The evidence before the court in Toronto Standard Condominium Corporation No. 2032 v Boudair, et al. was that the Condominium Corporation notified the unit owner of the complaints received approximately three weeks into the lease, and the unit owner then advised the tenants and instructed them not to smoke in the unit. However, further complaints were received by the Condominium Corporation, and the owner continued to communicate with the tenants about their ongoing breach of the smoking prohibitions.

The Condominium Corporation then sent a demand letter to the unit owner on November 4, 2015, requesting compliance with the rules and regulations. The unit owner forwarded the Corporation’s letter to the tenants with a note that if the tenants did not act properly and stop smoking, or vacant the unit, they would be responsible for all expenses incurred.

Despite this, further complaints were received by the Condominium Corporation, and an application was commenced on November 27, 2015. Once the application record was served on the owner, he also served a notice to terminate the lease, and secured the earliest available date (February 2016) with the Landlord and Tenant Board to terminate the tenancy.

The parties agreed before the Court in January 2016 to a compliance order under s. 134 of the Condominium Act, 1998, enforcing compliance with the rules, an order prohibiting the tenants from smoking in the unit, and an order terminating the lease pursuant to s. 134(4) of the Act. They then returned to Court to argue the issue of costs.

The Condominium Corporation was seeking costs against the owner and the occupants on a substantial indemnity basis of $32,976.94, or on a partial indemnity basis of $25,125.00.

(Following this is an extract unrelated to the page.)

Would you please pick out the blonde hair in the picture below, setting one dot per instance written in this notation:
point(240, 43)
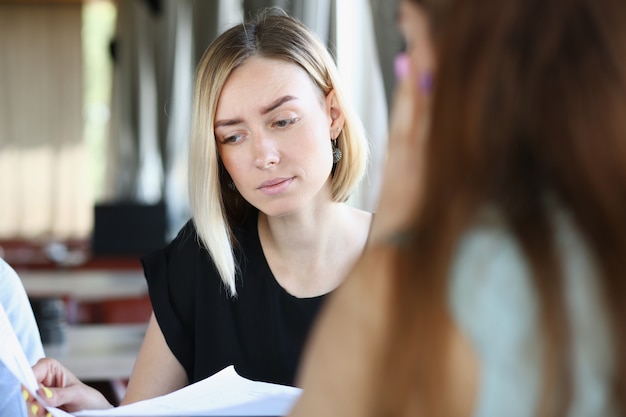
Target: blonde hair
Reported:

The Court exercised its discretion and made a partial indemnity costs award of $10,000 in favour of the Condominium, payable only by the tenants, not the unit owner. The Court also awarded costs against the tenants to the unit owner.

In making the decision that the owner did not have to pay any costs, the Court determined that the unit owner did take all reasonable steps in that he “did not sit by and do nothing”. He made considerable efforts to obtain compliance, he threatened the tenants with termination, he was very active once he learned of the existence of the complaints, and pursuing an early termination of the lease was a prudent course of action.

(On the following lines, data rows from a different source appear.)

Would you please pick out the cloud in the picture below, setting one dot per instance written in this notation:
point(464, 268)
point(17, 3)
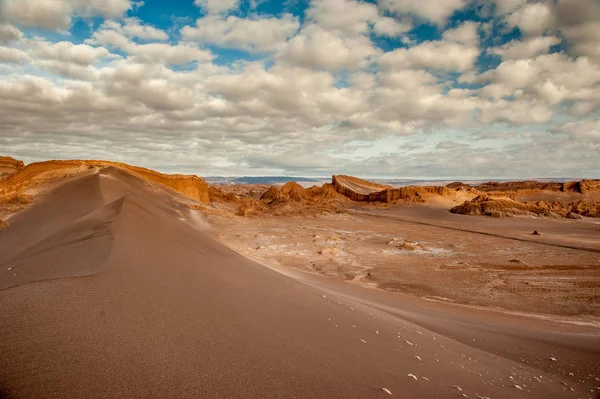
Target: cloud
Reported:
point(12, 55)
point(216, 6)
point(256, 34)
point(532, 19)
point(57, 14)
point(348, 86)
point(9, 34)
point(528, 48)
point(437, 11)
point(315, 47)
point(114, 35)
point(457, 51)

In exercising its discretion and awarding only $10,000 in costs to the Condominium Corporation, the Court stated:

I do not believe that all of the costs sought by the applicant and Dong should lay at the feet of the tenants. I have already found that the applicant jumped the “smoking gun” by moving straight for a compliance order under section 131 of the Act without working with and assisting Dong with his efforts. Prior to the issuance of this application, the tenants were already in negotiations with Dong to move out of the unit and were moving towards that goal.”

“… Overall, the Court is required to consider what is “fair and reasonable” in fixing costs, and it is to do so with a view to balance and compensation of the successful party with the goal of fostering access to justice

This case is another example of the Court’s exercise of its discretion in awarding costs, shifting further away from the Condominium Corporation’s statutory and contractual indemnification protections in compliance proceedings.

While the initial position may be full indemnity in accordance with these protections, these decisions rely on case-specific facts that, in the Court’s view, justify a reduction of the scale and quantum of awards. The reasons cited often point a finger at the Condominium Corporation for having not done enough to find a resolution, or because a Board made what was likely one or more innocuous choices at the time, which, despite obtaining the compliance order, then backfire on the issue of costs.